Ros Melnyk (20) is a poster boy for two major defects in Canadian criminal justice.
The revolving doors of justice and concurrent sentences.
Let me explain….
On March 19, 2014, Melnyk was nabbed by a caretaker and his son after he was observed acting in a suspicious manner in an apartment block in the 300 block of Poplar Avenue. The dynamic duo managed to overcome Melnyk’s resistance and held him for Police.
After taking custody of Melnyk, Police conducted an investigation that led to him being identified as a highly skilled, prolific serial residential break & enter offender. Police indicate Melnyk’s method of entry was somewhat unusual in that he used lock picks and listening devices, normally used to crack safes, to cheat door locks. In all, Melnyk is believed to be responsible for causing property damage and stealing goods to a value of $80,000.00.
The investigation resulted in the following charges being laid;
- Break, Enter & Theft x 31
- Break & Enter with Intent x 3
- Possess B&E instruments
- Several weapons related offences
Anyone with experience in criminal justice should recognize that serial offenders like Melnyk make significant contributions to the overall crime statistics experienced in crime ridden Cities like Winnipeg. Melnyk is part of the dedicated elite 5% of criminals who generate up to 90% of the crime that afflicts us.
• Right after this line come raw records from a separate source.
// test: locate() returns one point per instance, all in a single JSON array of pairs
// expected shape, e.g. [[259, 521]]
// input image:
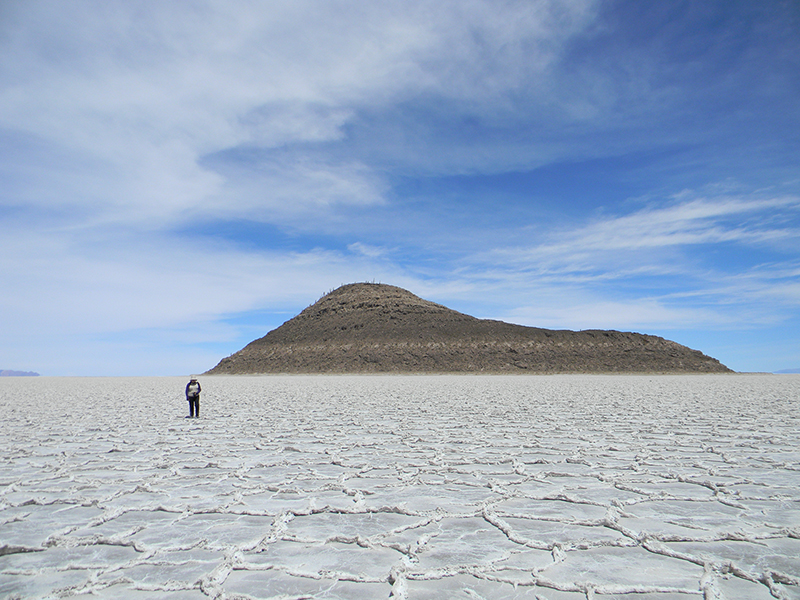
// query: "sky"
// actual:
[[179, 178]]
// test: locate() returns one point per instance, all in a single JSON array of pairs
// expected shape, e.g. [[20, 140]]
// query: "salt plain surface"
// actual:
[[417, 487]]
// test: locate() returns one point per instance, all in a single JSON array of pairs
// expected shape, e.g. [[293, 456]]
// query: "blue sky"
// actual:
[[178, 178]]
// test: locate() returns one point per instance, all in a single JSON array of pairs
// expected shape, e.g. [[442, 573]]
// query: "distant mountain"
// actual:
[[377, 328]]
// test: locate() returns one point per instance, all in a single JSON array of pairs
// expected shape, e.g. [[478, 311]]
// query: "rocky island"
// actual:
[[379, 328]]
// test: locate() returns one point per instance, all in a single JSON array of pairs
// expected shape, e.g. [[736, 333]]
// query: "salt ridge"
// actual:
[[557, 487]]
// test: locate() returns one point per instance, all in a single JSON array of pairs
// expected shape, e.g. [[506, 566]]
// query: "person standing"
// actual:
[[193, 396]]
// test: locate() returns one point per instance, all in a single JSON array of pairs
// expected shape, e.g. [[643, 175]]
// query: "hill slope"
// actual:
[[378, 328]]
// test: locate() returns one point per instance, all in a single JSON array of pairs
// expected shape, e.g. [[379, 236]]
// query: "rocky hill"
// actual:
[[377, 328]]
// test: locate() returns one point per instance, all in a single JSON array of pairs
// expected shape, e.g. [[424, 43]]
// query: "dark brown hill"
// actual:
[[377, 328]]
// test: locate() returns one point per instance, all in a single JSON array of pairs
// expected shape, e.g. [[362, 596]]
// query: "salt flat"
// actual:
[[546, 487]]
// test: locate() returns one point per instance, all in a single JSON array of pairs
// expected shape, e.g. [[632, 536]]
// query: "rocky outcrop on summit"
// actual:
[[378, 328]]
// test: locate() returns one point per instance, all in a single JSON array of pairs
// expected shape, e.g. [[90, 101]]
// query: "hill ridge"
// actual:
[[381, 328]]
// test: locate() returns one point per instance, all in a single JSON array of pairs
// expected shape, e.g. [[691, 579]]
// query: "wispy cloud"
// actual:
[[265, 152]]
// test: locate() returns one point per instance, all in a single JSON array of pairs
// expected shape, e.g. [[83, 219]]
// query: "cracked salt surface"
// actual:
[[547, 487]]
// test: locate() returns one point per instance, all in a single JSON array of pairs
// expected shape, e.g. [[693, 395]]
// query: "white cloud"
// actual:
[[649, 240], [146, 91]]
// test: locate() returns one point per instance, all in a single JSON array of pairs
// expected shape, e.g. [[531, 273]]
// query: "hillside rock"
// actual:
[[378, 328]]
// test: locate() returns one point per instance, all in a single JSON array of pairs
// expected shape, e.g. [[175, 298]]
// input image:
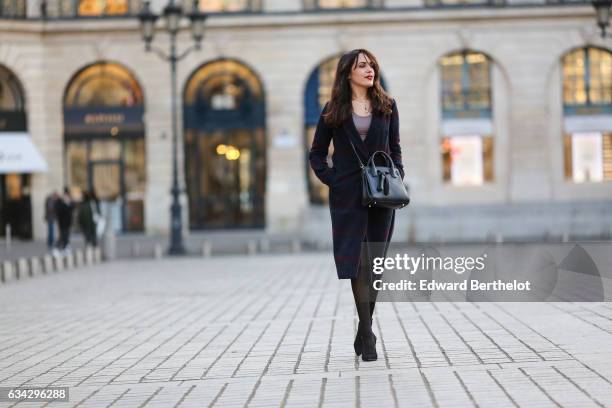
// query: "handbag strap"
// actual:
[[355, 151]]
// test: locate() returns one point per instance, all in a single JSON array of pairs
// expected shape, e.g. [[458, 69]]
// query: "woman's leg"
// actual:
[[363, 291]]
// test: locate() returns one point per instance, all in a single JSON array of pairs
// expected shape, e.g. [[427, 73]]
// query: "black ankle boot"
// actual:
[[358, 343], [368, 348]]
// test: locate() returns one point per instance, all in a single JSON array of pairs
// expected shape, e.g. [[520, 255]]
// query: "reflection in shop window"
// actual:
[[104, 84], [11, 93], [13, 8], [76, 166], [587, 77], [224, 6], [442, 3], [103, 7], [467, 160], [333, 4], [587, 95], [588, 157], [466, 85]]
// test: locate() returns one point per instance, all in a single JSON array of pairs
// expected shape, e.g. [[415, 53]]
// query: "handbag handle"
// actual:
[[388, 161], [394, 171]]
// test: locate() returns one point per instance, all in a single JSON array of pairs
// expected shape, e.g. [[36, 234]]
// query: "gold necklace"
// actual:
[[365, 105]]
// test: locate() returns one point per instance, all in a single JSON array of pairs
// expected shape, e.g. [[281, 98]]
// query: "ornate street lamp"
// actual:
[[173, 14], [602, 8]]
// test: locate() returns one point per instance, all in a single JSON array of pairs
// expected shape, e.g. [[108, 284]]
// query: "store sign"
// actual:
[[12, 121], [19, 155], [102, 122]]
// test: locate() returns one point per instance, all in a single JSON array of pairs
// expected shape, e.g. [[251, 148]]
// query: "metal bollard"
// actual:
[[206, 248], [158, 251], [35, 266], [47, 264], [264, 245], [251, 247], [136, 249], [296, 246], [8, 272], [7, 234]]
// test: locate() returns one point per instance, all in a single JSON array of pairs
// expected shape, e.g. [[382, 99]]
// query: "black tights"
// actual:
[[379, 224]]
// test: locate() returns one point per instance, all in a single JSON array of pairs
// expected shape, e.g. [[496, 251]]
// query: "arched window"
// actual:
[[341, 4], [587, 110], [467, 140], [225, 146], [11, 92], [224, 6], [463, 3], [105, 141], [13, 8], [93, 8]]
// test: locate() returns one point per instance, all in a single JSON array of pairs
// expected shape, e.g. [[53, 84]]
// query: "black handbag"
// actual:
[[382, 186]]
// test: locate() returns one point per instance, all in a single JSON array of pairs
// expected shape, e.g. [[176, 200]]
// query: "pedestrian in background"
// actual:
[[88, 213], [361, 112], [51, 218], [63, 209]]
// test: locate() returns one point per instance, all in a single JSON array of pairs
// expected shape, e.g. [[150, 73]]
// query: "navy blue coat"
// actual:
[[349, 217]]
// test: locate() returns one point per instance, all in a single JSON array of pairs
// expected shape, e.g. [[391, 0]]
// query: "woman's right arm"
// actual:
[[319, 149]]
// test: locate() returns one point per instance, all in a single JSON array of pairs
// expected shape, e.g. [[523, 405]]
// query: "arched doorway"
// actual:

The East District Police Officers who investigated Melnyk are acutely aware of this reality and lodged him in the Provincial Remand Center. The arrest of serial offenders like Melnyk are somewhat like “interventions,” of sorts as these offenders rarely have the motivation to stop their criminal conduct unit they’re forced to do so.
Enter the Crown Prosecutor.
The Prosecutor in this case appears to have agreed to Melnyk’s release, but only if he can find someone foolish enough to post a $10,000 surety to spring him. If released, he’ll have to abide by a 9 pm to 6 am curfew, an interesting condition given that most residential break & enters occur during day time hours.
While I don’t often find fault with Crown Prosecutor’s I have to admit the decision to consent to Melnyk’s bail should be a concern to all of us.
The Revolving Doors of Justice;
The revolving doors of justice are a “real thing” and present a significant issue for Law Enforcement. Once released, Melnyk becomes the sole burden and responsibility of the Police Service. Will the Police have the time to drop by his house every night to make sure he’s abiding by his curfew? Do the Police need the extra work? Will the Police be able to catch him if, and more likely, when he starts breaking into people’s apartments again?
Let’s not forget, Melnyk committed thirty-four (34) Break & Enters offences and successfully avoided the detection of Law Enforcement. His luck only ran out when a sharp-eyed gutsy citizen turned the tables on him.
I suspect the fact Melnyk has no criminal record played into the Crown’s decision to grant him bail.
Should that really matter?
Record or not, Melnyk made the choice to become an elite, dedicated, serial criminal offender. His crimes have affected dozens of law-abiding citizens who suffered the loss of property, property damage and the emotional trauma of having the sanctity of their homes violated. The choice should have come with harsh consequences and negated any charitable consideration from the Crown.
I have to ask, where did the need to protect the public enter into the equation?
Therein lies the rub…
Canadian justice has now made Ros Melnyk an offender with almost nothing to lose.
The reality is, it matters not if Melnyk decides to add another five (5), ten (10) or twenty (20) more Break & Enters to his resume. Cases like his are almost always resolved by way of plea bargain. The addition of twenty (20) or more charges will have little or no consequences for him. That happens to be the primary problem Police associate with the catch and release program. The charges pile up only to be dealt away by the dozen. I’ve seen it hundreds of times.
Crown Prosecutors have to be alert to these concerns and should be ready to fight to keep offenders like Melnyk behind bars.
That brings me to the next issue.
Ros Melnyk will surely be the benefactor of concurrent sentences and stays of proceedings once the plea bargain dust settles on the court room floor.
A concurrent sentence is a sentence that runs at the same time, or concurrently, with another sentence.
If Melnyk pleads guilty to fifteen (15) counts of Break & Enter and receives a sentence of twelve (12) months for each offence, he would only have to serve a period of twelve (12) months in custody. The fact he was sentenced to a total of fifteen (15) years in prison means nothing when a sentence runs concurrently.
Concurrent sentences are nothing more than judicial smoke screens that have little meaning or effect in the real world. Their only redeeming quality is the fact they register as convictions and “may” impact future sentences received by an offender.
Sadly, there is no real “truth” in sentencing in Canada.
The truth is, concurrent sentences, 2 -1 discounts, parole, statutory release, escorted and unescorted temporary absences are all forms of soft justice discounts that undermine real “truth” in sentencing.
At some point we’re going to have to try to stop the bleeding.